While the issue of a lack of women representation is prevalent in almost all industries, technology is a particular hotbed for “one-size-fits-men” designs. When Apple first launched its health app in 2014 it was able to track minute changes in a person’s blood alcohol content and even a person’s sodium intake, yet it couldn’t track a woman’s menstrual cycle; speech-recognition software has a higher chance of understanding male voices compared to women’s (Google’s software is 70 percent more likely to understand men); and on average, smartphones are 5.5 inches in length, which is considered too big for most women’s hands and too large to fit into women’s pockets.
This is where women-founded companies should come in. Companies founded by women have a unique advantage that no male-founded company can compete with: the ability to intimately understand the true needs and wants of women.
See also: 5 Lessons for First-Time CEOs From The Founder Of Goxip, Juliette Gimenez
A UNIQUE SELLING PROPOSITION
Co-founded by Whitney Wolfe Herd, dating app Bumble, one of the world’s most successful dating apps, has a unique selling proposition: it prioritises women’s safety by allowing only women to initiate the conversation. It has proved to be an effective strategy. Since its founding in 2014, the app has acquired over 100 million users and is now set to IPO at a US$6 billion valuation.

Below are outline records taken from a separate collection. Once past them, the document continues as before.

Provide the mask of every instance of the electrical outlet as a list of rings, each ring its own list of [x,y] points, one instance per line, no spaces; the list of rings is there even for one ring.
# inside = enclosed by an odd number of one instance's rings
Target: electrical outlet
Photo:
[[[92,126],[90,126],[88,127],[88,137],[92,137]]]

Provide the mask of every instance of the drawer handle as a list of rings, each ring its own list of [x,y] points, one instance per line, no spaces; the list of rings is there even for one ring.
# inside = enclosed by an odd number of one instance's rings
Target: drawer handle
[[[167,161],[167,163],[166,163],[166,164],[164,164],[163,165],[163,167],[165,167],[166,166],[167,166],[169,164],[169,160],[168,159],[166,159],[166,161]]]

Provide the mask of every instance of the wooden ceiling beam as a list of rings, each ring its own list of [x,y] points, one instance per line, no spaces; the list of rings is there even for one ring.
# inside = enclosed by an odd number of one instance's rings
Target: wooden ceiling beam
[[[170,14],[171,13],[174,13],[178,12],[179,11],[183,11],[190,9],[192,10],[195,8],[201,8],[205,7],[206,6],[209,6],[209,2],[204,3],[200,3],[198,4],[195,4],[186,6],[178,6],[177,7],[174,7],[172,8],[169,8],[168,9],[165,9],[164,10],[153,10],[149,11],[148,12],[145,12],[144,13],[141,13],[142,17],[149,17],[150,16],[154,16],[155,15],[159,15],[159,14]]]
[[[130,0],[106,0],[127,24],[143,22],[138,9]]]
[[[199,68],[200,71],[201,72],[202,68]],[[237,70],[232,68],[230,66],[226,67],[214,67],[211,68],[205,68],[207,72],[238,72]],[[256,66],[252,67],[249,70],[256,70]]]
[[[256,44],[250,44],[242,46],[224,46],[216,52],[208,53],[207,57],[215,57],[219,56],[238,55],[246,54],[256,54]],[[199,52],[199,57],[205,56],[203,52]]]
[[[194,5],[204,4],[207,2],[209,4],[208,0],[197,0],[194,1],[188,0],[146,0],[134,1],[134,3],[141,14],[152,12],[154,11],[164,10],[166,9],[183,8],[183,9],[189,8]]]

In 2012, entrepreneur Sara Blakely became the world’s youngest self-made female billionaire after she revolutionised the industry of shapewear with her own creation, Spanx. It was her personal experience dealing with uncomfortable and easily visible alternatives that spurred her to design Spanx—a product for women, by women. “I remember thinking [during the design process], ‘Where are the women? Why am I not speaking to any women here?’ And then it dawned on me that maybe that’s why our pantyhose had been so uncomfortable for so long, because the people making them aren’t wearing them,” Blakely told Inc.
Herd and Blakely’s ability to pay attention to the wants of women and go to market with successful products that met those wants was far from chance. Other women founders have gone on to establish some of the biggest brands in the world, including dating site Coffee Meets Bagel, which was started by sister-founders Arum, Dawoon and Soo Kang; The Body Shop, founded by Anita Roddick; ClassPass, founded by Payal Kadakia and Mary Biggins; and Canva, founded by a trio of founders including Melanie Perkins, who is now Australia’s youngest billionaire with a personal fortune of US$1.3 billion.